If the system uses xinetd, its configuration will be in the directory /etc/xinetd.d. Every file in the directory defines a service, which can be disabled by specifying the item disable = yes, as in this example:
service finger
{
socket_type = stream
wait = no
user = nobody
server = /usr/sbin/in.fingerd
disable = yes }
Also worth checking out an ongoing processes that are not managed by inetd or xinetd. To configure the startup scripts in the directories /etc/init.d or /etc/inittab. After done the changes, run the command under root account.
/etc/rc.d/init.d/inet restart
9.Protect the server physically
It is impossible to completely defend against malicious attacks with physical access to the server. It is therefore necessary to protect the premises where your system is located. The data centers seriously monitor the safety, restrict access to servers, install security cameras and assign permanent guards.
To enter the data center all visitors must pass certain stages of authentication. Also, it is strongly recommended to use motion sensors in all areas of the centre.
-
To protect the server from unauthorized access
System of unauthorized access or IDS collects data about system configuration and files, and further compares these data with the new changes to determine whether they are harmful for the system.
For example, tools Tripwire and Aide collected a database of system files and protect them with a set of keys. Psad is used to track suspicious activity by using reports firewall.

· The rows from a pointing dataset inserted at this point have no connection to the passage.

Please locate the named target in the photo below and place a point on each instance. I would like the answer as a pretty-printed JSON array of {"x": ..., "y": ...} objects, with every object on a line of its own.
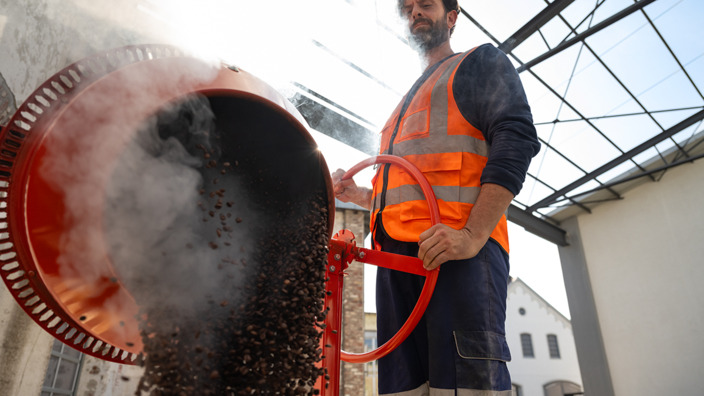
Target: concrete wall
[
  {"x": 645, "y": 263},
  {"x": 24, "y": 349},
  {"x": 539, "y": 320}
]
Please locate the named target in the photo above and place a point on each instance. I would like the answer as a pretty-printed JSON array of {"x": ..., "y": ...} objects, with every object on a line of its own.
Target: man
[{"x": 467, "y": 126}]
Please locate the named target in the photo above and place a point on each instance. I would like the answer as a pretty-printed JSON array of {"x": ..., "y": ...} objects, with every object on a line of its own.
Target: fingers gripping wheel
[{"x": 410, "y": 264}]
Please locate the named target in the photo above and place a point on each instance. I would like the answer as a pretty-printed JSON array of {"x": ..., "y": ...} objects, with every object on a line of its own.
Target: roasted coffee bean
[{"x": 269, "y": 343}]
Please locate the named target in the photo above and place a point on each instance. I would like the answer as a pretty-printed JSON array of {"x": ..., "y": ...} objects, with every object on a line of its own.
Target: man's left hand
[{"x": 441, "y": 243}]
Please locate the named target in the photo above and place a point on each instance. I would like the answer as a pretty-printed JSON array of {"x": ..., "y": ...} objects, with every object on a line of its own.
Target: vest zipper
[{"x": 385, "y": 175}]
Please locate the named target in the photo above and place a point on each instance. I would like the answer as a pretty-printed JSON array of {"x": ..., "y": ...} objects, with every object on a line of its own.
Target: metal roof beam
[
  {"x": 618, "y": 160},
  {"x": 583, "y": 36},
  {"x": 537, "y": 226},
  {"x": 534, "y": 25}
]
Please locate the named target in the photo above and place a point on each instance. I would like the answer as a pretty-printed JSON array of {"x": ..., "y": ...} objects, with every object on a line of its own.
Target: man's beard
[{"x": 425, "y": 40}]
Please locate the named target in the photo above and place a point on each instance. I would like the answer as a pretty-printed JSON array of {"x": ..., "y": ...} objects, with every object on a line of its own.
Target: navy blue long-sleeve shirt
[{"x": 490, "y": 96}]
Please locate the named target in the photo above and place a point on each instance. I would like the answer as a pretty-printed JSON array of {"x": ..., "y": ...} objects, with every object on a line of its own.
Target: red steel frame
[{"x": 343, "y": 251}]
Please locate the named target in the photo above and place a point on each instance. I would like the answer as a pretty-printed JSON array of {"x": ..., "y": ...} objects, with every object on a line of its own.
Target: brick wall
[{"x": 352, "y": 381}]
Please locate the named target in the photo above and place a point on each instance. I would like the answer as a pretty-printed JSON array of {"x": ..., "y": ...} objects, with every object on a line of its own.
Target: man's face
[{"x": 427, "y": 23}]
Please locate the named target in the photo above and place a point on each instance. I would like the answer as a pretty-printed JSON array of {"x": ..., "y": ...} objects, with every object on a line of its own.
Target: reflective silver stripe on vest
[
  {"x": 413, "y": 192},
  {"x": 438, "y": 140},
  {"x": 427, "y": 390},
  {"x": 447, "y": 144}
]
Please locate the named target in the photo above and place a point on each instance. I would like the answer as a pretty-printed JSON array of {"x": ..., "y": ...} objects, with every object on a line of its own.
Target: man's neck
[{"x": 435, "y": 55}]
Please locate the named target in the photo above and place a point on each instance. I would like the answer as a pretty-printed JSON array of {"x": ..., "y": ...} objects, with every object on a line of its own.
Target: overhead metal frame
[{"x": 353, "y": 129}]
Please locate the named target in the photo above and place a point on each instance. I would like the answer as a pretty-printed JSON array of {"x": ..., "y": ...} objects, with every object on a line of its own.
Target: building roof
[{"x": 517, "y": 282}]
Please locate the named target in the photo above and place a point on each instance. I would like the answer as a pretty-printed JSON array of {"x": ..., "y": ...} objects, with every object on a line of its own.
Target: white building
[{"x": 544, "y": 359}]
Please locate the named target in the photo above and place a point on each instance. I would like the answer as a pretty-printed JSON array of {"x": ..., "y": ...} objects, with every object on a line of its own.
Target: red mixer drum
[{"x": 131, "y": 157}]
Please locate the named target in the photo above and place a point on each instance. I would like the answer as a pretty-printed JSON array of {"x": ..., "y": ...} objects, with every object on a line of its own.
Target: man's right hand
[{"x": 348, "y": 191}]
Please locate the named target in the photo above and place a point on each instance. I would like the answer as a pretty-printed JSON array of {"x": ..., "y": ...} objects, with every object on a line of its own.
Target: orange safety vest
[{"x": 434, "y": 136}]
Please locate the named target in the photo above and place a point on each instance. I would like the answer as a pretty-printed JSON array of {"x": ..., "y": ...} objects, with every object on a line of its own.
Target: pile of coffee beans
[{"x": 258, "y": 330}]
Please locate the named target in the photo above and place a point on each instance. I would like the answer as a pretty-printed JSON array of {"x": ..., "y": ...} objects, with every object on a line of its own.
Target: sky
[{"x": 352, "y": 52}]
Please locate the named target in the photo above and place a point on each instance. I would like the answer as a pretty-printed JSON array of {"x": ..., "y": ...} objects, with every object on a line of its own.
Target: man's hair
[{"x": 450, "y": 5}]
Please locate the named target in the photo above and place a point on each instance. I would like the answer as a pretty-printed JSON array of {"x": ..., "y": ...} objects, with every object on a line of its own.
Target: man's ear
[{"x": 451, "y": 19}]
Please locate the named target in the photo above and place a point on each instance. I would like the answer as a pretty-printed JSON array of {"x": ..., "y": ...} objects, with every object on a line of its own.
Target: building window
[
  {"x": 62, "y": 374},
  {"x": 527, "y": 345},
  {"x": 517, "y": 390},
  {"x": 562, "y": 388},
  {"x": 553, "y": 347}
]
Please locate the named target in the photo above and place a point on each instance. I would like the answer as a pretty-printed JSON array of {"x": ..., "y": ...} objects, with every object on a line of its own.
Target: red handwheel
[{"x": 431, "y": 277}]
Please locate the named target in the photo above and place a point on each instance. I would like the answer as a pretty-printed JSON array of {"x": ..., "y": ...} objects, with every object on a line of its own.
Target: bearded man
[{"x": 466, "y": 125}]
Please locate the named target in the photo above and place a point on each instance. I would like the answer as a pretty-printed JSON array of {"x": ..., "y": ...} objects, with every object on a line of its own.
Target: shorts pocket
[{"x": 485, "y": 345}]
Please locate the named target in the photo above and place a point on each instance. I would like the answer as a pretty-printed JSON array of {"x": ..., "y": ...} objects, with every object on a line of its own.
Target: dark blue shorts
[{"x": 460, "y": 342}]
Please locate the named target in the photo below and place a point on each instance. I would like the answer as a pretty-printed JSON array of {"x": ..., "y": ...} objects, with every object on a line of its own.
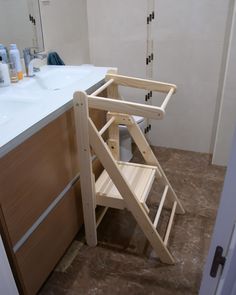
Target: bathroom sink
[
  {"x": 10, "y": 109},
  {"x": 56, "y": 79}
]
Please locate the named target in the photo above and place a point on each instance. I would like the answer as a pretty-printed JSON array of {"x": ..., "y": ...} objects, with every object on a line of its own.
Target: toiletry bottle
[
  {"x": 4, "y": 74},
  {"x": 15, "y": 59},
  {"x": 3, "y": 54},
  {"x": 13, "y": 73}
]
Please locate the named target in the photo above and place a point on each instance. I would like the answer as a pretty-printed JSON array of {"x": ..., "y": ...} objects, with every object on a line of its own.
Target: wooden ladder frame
[{"x": 119, "y": 112}]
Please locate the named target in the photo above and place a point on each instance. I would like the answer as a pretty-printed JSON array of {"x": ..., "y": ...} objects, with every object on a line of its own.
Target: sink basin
[
  {"x": 10, "y": 109},
  {"x": 60, "y": 78},
  {"x": 54, "y": 79}
]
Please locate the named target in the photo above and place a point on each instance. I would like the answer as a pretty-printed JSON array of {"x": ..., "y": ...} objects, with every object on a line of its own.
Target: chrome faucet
[{"x": 30, "y": 56}]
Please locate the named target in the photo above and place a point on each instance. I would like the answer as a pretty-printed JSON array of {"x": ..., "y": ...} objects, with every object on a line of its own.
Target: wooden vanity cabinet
[{"x": 32, "y": 177}]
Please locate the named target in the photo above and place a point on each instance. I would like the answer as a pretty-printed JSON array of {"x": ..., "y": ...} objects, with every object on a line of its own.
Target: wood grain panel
[
  {"x": 34, "y": 173},
  {"x": 39, "y": 255}
]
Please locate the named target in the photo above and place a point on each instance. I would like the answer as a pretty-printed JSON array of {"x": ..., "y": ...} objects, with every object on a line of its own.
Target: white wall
[
  {"x": 65, "y": 29},
  {"x": 227, "y": 115},
  {"x": 189, "y": 38},
  {"x": 7, "y": 283}
]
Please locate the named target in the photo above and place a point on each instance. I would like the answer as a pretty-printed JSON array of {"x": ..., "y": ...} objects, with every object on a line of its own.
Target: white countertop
[{"x": 48, "y": 105}]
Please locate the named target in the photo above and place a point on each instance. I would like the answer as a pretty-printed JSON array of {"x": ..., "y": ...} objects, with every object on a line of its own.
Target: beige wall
[
  {"x": 227, "y": 114},
  {"x": 189, "y": 42}
]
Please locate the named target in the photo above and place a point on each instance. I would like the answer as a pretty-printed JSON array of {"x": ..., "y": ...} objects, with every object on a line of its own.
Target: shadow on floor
[{"x": 124, "y": 263}]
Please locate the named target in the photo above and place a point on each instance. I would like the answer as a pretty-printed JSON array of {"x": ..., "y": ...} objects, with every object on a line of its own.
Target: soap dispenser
[
  {"x": 3, "y": 54},
  {"x": 4, "y": 74}
]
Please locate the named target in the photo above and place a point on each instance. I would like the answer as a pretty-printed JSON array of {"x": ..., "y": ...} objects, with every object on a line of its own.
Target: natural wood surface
[
  {"x": 141, "y": 83},
  {"x": 38, "y": 256},
  {"x": 86, "y": 175},
  {"x": 123, "y": 185},
  {"x": 32, "y": 176},
  {"x": 139, "y": 177},
  {"x": 126, "y": 107}
]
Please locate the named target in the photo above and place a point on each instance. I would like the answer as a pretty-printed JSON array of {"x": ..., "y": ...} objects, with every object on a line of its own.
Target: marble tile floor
[{"x": 124, "y": 263}]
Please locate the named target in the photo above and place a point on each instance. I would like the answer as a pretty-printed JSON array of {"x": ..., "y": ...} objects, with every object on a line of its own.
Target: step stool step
[{"x": 139, "y": 177}]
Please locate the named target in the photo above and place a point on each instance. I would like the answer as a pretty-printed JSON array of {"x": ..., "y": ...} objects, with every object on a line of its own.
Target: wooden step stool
[{"x": 122, "y": 184}]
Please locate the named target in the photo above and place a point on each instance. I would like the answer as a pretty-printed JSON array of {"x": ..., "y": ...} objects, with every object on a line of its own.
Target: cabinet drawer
[
  {"x": 34, "y": 173},
  {"x": 40, "y": 253}
]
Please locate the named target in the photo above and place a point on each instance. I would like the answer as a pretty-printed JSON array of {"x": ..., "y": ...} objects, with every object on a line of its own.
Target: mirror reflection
[{"x": 20, "y": 24}]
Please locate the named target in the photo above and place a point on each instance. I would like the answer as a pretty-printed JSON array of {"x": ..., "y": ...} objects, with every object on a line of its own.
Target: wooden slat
[
  {"x": 101, "y": 215},
  {"x": 160, "y": 206},
  {"x": 150, "y": 159},
  {"x": 137, "y": 210},
  {"x": 141, "y": 83},
  {"x": 86, "y": 175},
  {"x": 166, "y": 100},
  {"x": 125, "y": 107},
  {"x": 139, "y": 178},
  {"x": 170, "y": 224},
  {"x": 107, "y": 125}
]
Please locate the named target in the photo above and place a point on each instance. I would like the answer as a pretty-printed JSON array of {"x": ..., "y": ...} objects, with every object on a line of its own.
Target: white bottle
[
  {"x": 15, "y": 59},
  {"x": 3, "y": 54},
  {"x": 4, "y": 74}
]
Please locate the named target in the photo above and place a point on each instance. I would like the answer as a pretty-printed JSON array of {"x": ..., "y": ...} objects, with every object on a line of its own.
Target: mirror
[{"x": 20, "y": 23}]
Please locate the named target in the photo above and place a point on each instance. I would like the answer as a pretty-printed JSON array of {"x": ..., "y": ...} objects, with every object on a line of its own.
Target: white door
[
  {"x": 7, "y": 283},
  {"x": 224, "y": 236}
]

Bro is created for network monitoring, tracking suspicious schemes of actions, collection of statistics, perform system commands, and generating alerts. RKHunter can be used to protect from viruses, most rootkits. This utility checks your system by database of known vulnerabilities and can identify unsafe settings it applications.
Conclusion
The above tools and settings will help you to partially protect the system, but safety depends on your behavior and understanding of the situation. Without care, caution and constant self learning all the safety measures might not work.
This text is a translation of the article “Как обезопасить Linux-систему: 10 советов” published by @1cloud on habrahabr.ru.
About the CleanTalk service
CleanTalk is a cloud service to protect websites from spam bots. CleanTalk uses protection methods that are invisible to the visitors of the website. This allows you to abandon the methods of protection that require the user to prove that he is a human (captcha, question-answer etc.).